Light rose gently, with the gleam of magic in it. At first she couldn’t see where it was coming from. Kel swore.

Alain was glowing.

Nay. An instant later she saw an armband the color of bronze, wound three times around Alain’s upper arm. This object glowed. By his expression, Alain was as surprised as she was. He fingered the armband cautiously, twisted it, and grimaced in pain when it would not come off.

“There’s an old story told by the grandmothers,” said Beor in an odd tone, “that the Wise Ones give precious gifts to those who aid them.”

Alain turned away, hiding his face as he examined the strange armband. The breeze blowing up from the fissure, light and cool now, stirred his linen tunic. From the back, with his fine black hair and his slender build, he might have been a cousin of the Cursed Ones—but he was not. He had felt human enough to her, by the birthing house in those moments before the Cursed Ones’ raid, when she held him close and kissed him.

“Rope,” said Kel. She looked over at the sound of the youth’s voice and saw him beside the fallen bridge, staring down into the gaping chasm with his expression painted with overflowing youthful frustration.
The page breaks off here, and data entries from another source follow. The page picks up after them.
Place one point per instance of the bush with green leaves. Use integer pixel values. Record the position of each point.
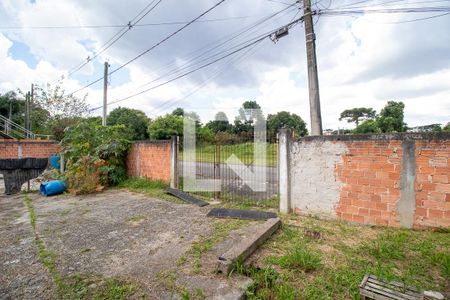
(95, 156)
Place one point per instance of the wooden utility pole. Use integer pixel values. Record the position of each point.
(313, 79)
(27, 112)
(30, 110)
(105, 93)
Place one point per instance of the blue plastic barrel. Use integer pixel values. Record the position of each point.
(53, 187)
(54, 161)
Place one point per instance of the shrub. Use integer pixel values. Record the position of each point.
(95, 156)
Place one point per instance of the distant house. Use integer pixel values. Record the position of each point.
(424, 128)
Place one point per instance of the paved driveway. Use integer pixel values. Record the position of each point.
(115, 234)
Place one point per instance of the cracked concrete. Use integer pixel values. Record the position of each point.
(113, 234)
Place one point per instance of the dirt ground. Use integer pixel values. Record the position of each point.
(115, 234)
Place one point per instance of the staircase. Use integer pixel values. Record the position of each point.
(11, 130)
He held salvaged rope from his pack. With his gaze he measured the distance between the posts on either side of the chasm. Beor limped over to test the strength of one of the bridge posts. She crossed to him at once and made him sit so she could examine his wounds. He had several, chiefly cuts in both legs and a deeper injury to his left shoulder. Someone had thought to put a compress and a length of loosely woven cloth for wound-binding into Beor’s pack. She used herbs from her own pouch to make a small charm, and bound it in with the compress and the cloth.